Providers and models

ProviderModelTypeNotes
OpenAIGPT 4.1StandardBest overall quality
AzureGPT 4.1StandardSame model, hosted on Azure
OpenAIGPT 4.1 miniStandardFaster, lower cost
GoogleGemini 2.5 FlashStandardFast with good quality
GoogleGemini 2.5 Fast LiveNative RealtimeUltra-low latency, built-in voice
GoogleGemini 2.5 Fast Live CascadeCascadeRealtime with text fallback
OpenAIRealtimeNative RealtimeUltra-low latency, built-in voice
OpenAIRealtime CascadeCascadeRealtime with text fallback

Standard vs Realtime vs Cascade

  • Standard — Text-based LLM with separate TTS/STT. Most flexible voice options. Best for complex conversations.
  • Native Realtime — Voice-native model with built-in speech. Lowest latency. Limited voice selection (provider’s built-in voices only).
  • Cascade — Starts with realtime for fast initial response, then falls back to text-based processing.
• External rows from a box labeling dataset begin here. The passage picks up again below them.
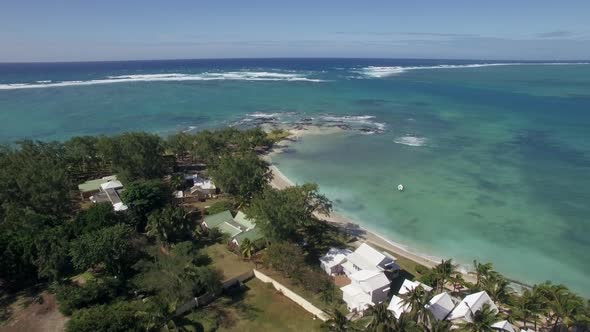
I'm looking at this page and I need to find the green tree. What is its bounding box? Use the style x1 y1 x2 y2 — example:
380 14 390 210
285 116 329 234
133 242 221 305
66 302 146 332
98 132 165 181
35 226 71 281
433 259 459 292
121 180 172 232
459 303 497 332
400 286 432 324
367 303 395 332
472 260 494 287
247 184 332 241
70 225 135 276
146 205 192 246
0 140 73 217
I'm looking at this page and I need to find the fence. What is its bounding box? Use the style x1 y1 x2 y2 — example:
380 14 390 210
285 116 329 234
253 269 330 322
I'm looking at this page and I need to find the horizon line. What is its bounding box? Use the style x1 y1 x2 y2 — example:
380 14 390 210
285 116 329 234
0 57 590 65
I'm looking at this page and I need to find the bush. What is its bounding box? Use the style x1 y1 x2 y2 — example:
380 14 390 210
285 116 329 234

Good balance of speed and quality.

Temperature

Controls how creative vs deterministic the agent’s responses are.
ValueBehaviorBest for
0.0 - 0.3Very consistent, predictableFactual Q&A, compliance-sensitive scenarios
0.4 - 0.7Balanced (default: 0.7)General customer service
0.8 - 1.2More varied, creativeCasual conversations
1.3 - 2.0Highly creative, less predictableNot recommended for production

Impact on other settings

When you select a Native Realtime provider:
  • TTS provider is automatically set to the realtime provider’s built-in voice
  • STT provider is set to null (built-in)
  • Voice selection switches to the provider’s available realtime voices
  • Speaking rate is not adjustable

Who can edit

Only Super-Admin and Dev-Admin roles can configure LLM settings. Client-Admin and Client-Employee users don’t see this section.